Così se ne va e trova un posto in un teatro per bambini, dove costruisce le scenografie, si dipinge di verde e fa l'orco a beneficio dei figli delle celeb dell'epoca, da Hedy Lamarr a Danny Kaye. Ma una settimana dal debutto del suo Alice nel Paese delle Meraviglie, mancano i soldi per terminare le scenografie e i ragazzini bigiano le prove. Rispetto a quel periodo da incubo, il disastro di L'uomo che uccise Don Chisciotte è stato una passeggiata. Psichedelico, visionario, con montaggi di ritagli di giornale, frame di film e foto d'epoca che sembrano stop-motion in progress, Gilliamesque è il libro giusto per ricordarsi ora che ha appena passato i tre quarti di secolo, che Gilliam ha lavorato con Bruce Willis, Brad Pitt, Johnny Depp e li ha sempre trattati come debuttanti anche se erano già superstar. E questo perché da creatore ha sempre affrontato le difficoltà sul set come solo un piccolo buddha illuminato dall'immaginazione potrebbe fare: quando durante le riprese di Parnassus morì Heath Ledger, il protagonista, cambiò la sceneggiatura in progress e divise quel ruolo per tre suoi amici del calibro di Jude Law, Colin Farrell e Johnny Depp.

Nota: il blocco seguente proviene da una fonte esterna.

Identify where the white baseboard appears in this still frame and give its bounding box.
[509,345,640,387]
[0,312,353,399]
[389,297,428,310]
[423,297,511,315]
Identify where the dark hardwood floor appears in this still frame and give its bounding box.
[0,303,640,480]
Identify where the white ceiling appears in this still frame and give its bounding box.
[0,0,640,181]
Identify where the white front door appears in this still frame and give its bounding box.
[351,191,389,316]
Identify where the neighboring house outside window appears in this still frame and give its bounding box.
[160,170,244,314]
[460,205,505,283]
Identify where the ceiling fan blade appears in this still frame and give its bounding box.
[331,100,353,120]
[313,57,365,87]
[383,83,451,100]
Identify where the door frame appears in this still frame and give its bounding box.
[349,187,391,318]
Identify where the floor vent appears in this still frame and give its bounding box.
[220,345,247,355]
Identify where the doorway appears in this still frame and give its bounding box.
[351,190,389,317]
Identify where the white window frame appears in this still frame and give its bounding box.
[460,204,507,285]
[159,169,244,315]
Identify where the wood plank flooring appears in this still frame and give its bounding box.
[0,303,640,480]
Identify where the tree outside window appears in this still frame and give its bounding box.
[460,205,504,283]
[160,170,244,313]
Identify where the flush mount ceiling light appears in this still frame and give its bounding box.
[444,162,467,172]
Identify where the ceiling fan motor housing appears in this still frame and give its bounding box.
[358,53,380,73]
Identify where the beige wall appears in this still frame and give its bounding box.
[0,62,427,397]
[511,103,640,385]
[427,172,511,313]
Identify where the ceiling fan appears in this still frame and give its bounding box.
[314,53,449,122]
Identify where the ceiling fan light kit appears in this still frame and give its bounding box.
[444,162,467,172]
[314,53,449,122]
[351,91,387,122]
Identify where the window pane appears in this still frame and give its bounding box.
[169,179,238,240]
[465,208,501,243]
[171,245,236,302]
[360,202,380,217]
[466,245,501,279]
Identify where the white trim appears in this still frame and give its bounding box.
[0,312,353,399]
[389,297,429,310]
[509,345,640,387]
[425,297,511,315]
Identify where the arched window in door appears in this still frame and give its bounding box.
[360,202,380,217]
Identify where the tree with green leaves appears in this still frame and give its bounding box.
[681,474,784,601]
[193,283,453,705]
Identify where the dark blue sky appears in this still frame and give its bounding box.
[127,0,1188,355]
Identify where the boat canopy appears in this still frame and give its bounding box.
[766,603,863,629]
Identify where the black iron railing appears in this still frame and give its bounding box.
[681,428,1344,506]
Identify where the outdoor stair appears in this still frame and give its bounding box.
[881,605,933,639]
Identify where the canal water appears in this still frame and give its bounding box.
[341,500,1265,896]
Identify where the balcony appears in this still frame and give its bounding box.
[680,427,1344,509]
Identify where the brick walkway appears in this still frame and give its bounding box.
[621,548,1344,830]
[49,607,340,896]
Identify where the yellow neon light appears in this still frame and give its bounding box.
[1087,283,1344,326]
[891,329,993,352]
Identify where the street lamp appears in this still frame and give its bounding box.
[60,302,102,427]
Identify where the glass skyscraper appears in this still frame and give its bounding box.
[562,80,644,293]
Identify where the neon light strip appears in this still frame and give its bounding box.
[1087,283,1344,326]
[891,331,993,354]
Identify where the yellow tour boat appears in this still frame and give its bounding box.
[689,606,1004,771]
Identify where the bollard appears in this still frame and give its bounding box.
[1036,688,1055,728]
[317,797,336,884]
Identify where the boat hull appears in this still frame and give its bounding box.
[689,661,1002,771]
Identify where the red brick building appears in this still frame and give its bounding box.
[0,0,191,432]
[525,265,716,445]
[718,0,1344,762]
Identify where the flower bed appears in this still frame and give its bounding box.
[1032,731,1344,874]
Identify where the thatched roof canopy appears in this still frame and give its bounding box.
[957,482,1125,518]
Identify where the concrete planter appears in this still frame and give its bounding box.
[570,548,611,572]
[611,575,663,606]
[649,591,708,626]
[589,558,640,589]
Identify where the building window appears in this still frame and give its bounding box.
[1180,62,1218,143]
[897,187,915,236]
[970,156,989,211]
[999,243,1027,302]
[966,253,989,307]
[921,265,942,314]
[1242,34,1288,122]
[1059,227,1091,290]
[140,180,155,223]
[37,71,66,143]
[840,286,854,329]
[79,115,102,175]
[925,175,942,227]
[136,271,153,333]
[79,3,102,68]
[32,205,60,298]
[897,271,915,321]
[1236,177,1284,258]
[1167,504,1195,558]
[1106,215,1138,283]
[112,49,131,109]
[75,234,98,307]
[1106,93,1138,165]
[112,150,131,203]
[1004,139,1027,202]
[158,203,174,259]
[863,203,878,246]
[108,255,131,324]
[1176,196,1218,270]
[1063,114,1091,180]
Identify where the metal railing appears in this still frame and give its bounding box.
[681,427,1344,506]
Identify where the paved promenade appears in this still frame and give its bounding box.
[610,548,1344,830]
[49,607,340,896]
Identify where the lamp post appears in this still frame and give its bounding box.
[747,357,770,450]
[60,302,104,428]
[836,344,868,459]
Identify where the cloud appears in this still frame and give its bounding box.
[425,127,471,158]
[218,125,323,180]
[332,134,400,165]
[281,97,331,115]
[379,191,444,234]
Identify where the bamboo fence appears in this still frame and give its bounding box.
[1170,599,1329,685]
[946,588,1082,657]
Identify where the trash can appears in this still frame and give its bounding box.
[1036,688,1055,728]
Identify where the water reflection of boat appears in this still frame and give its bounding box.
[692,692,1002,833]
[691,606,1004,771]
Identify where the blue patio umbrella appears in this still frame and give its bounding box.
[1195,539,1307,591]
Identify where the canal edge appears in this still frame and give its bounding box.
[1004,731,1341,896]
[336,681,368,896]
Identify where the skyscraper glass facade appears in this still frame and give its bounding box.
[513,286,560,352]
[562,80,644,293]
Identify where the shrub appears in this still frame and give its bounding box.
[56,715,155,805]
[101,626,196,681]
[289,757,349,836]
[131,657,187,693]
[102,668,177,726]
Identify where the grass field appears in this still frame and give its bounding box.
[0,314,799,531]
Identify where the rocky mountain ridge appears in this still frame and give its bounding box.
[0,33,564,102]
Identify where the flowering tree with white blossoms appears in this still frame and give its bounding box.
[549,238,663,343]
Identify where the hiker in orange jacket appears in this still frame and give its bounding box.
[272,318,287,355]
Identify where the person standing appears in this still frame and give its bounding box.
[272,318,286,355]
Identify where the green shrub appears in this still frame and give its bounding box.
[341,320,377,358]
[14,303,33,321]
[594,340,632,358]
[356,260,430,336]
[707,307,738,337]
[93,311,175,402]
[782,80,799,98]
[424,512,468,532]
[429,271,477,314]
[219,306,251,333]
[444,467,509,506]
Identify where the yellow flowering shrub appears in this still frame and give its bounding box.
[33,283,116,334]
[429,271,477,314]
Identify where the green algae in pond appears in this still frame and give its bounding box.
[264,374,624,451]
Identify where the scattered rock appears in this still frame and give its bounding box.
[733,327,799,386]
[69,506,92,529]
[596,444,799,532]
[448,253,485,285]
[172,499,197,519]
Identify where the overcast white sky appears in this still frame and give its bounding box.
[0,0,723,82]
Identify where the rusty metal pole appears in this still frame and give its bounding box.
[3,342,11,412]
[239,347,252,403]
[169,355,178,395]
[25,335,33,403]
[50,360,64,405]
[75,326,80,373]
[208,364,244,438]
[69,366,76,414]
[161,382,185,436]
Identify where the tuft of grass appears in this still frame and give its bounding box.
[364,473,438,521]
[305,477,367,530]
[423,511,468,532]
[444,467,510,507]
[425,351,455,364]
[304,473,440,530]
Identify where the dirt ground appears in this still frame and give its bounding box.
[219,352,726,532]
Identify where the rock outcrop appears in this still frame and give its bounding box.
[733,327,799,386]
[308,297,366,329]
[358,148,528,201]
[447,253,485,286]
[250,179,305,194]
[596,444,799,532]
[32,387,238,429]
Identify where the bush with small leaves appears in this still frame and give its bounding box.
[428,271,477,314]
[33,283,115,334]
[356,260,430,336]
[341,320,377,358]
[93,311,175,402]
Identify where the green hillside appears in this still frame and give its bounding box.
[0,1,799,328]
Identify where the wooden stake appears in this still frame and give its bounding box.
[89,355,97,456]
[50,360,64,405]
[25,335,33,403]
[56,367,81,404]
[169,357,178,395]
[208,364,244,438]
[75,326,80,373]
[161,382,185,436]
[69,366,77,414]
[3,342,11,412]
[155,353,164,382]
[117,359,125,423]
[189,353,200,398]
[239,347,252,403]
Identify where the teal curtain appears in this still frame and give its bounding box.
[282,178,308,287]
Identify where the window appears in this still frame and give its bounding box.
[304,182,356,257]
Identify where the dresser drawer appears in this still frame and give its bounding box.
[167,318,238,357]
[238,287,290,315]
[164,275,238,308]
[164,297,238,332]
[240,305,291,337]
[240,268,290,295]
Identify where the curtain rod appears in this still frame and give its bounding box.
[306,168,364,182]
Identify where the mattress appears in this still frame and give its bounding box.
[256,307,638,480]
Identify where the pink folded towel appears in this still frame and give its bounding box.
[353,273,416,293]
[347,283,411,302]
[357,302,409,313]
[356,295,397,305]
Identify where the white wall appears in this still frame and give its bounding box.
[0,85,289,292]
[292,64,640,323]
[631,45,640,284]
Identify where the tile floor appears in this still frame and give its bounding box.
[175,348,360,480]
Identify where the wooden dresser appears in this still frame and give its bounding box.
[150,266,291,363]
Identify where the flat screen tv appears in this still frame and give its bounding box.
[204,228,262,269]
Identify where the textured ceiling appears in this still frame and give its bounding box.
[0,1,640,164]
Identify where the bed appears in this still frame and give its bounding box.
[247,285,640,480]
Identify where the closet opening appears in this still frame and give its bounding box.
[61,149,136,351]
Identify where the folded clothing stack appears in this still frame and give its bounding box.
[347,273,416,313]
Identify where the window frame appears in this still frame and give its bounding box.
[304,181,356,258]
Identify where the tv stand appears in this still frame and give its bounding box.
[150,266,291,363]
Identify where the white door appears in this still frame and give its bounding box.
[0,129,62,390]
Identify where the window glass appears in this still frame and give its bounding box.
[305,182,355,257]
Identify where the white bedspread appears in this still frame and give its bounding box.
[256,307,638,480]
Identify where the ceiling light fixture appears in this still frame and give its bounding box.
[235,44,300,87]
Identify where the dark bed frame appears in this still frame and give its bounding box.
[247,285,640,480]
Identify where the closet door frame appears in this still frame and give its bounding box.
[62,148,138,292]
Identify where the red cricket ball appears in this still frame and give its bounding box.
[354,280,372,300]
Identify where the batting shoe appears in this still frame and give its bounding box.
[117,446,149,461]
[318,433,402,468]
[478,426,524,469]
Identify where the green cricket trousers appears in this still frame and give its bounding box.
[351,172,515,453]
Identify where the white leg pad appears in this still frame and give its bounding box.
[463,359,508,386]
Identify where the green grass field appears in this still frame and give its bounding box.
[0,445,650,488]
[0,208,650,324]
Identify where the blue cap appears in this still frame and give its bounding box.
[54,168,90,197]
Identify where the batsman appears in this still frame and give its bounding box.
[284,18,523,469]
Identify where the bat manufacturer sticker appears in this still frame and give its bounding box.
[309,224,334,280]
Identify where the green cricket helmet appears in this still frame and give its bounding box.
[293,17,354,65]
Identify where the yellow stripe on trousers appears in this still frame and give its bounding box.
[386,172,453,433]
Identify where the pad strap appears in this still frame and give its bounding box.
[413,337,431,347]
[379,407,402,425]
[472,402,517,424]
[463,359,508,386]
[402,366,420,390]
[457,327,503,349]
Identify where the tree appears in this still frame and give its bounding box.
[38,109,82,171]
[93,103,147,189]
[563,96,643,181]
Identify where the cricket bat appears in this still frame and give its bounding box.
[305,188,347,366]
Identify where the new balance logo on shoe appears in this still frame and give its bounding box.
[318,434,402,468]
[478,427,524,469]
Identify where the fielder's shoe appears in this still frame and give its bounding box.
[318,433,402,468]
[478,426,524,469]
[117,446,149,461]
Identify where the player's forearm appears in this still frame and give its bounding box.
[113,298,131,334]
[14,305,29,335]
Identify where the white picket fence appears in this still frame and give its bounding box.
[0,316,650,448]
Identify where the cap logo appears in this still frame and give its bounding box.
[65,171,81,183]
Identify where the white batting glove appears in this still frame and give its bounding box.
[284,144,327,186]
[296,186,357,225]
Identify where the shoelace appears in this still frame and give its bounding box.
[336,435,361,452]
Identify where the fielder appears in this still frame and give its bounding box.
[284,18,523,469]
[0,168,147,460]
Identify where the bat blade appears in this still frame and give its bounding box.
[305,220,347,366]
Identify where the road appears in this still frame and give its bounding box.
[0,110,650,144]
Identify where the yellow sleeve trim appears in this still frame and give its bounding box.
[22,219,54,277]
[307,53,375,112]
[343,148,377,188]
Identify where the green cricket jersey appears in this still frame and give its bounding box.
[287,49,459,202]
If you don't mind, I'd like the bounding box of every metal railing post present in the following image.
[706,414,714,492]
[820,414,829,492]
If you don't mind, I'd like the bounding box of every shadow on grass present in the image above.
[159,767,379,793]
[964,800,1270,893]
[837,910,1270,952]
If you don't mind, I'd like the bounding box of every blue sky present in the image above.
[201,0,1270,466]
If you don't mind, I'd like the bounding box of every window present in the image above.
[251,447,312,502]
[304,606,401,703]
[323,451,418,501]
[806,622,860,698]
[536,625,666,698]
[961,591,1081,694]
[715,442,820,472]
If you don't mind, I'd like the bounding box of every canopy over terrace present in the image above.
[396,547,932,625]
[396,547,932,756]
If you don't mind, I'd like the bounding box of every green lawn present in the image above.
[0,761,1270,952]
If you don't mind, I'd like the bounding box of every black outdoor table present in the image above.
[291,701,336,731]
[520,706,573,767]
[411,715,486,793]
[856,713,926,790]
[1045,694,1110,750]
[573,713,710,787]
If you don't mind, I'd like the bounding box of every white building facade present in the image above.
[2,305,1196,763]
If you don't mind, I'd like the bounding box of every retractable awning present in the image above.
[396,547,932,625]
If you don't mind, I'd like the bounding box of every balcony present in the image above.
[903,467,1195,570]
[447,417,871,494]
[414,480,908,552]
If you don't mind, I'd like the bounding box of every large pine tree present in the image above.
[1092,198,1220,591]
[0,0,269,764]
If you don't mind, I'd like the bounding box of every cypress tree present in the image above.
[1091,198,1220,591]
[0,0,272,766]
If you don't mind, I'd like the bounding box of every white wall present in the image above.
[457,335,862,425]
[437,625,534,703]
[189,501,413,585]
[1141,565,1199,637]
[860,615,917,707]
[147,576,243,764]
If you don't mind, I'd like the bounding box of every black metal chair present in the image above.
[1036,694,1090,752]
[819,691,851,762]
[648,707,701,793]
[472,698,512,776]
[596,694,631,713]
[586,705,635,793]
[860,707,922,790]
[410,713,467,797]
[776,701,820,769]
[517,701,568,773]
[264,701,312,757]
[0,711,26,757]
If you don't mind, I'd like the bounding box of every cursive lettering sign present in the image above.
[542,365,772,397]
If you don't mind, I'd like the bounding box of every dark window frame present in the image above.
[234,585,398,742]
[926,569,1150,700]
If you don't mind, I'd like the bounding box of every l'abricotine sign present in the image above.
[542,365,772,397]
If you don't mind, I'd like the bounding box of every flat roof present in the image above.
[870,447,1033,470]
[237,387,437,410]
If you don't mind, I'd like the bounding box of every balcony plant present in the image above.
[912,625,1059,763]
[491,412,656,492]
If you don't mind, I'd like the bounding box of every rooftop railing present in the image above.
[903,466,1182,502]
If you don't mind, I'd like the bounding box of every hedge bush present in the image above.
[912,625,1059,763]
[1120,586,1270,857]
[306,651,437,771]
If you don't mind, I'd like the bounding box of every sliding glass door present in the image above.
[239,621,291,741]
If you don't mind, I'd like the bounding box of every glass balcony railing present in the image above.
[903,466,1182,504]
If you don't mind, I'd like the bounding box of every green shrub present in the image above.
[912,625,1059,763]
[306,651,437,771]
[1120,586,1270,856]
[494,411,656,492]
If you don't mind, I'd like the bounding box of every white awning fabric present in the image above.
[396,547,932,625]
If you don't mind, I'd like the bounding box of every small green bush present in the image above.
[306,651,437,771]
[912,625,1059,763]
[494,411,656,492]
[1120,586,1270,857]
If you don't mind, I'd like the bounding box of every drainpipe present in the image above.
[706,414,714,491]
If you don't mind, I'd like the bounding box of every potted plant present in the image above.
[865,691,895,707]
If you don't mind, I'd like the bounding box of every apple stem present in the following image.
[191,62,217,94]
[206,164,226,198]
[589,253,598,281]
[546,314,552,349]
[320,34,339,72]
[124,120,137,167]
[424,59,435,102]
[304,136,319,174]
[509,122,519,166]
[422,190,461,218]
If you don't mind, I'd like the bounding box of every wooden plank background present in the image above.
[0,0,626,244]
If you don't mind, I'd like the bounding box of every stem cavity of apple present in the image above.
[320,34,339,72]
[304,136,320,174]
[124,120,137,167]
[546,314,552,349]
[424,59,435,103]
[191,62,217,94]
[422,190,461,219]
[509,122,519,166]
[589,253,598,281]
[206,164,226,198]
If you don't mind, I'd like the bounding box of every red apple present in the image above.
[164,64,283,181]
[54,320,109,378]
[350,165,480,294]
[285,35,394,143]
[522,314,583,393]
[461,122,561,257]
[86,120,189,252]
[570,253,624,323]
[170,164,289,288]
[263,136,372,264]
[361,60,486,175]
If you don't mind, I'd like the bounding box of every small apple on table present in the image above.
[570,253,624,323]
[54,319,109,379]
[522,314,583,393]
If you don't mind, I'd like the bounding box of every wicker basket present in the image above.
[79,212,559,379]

E il pre-fallimentare (nel senso che viene dato ogni volta in produzione e poi ciclicamente abortito) film su Don Chisciotte è stato così desiderato e così frustrato dal 2002 a oggi, che ha partorito un documentario, Lost in La Mancha, sul making of di qualcosa che non esisterà mai, visto che nel frattempo il progetto, ora finanziato da Amazon per il 2017, è completamente cambiato. Conta leggere questo libro, è vero, perché ci sono scritte molte cose private e retroilluminanti che persino i non fan adoreranno sapere. Ma conta soprattutto, per una volta, tornare a «guardare le figure», perché è l'energia lisergica che viene dalle immagini a vincere la guerra.

Anche quella contro la morte, alla faccia di Variety.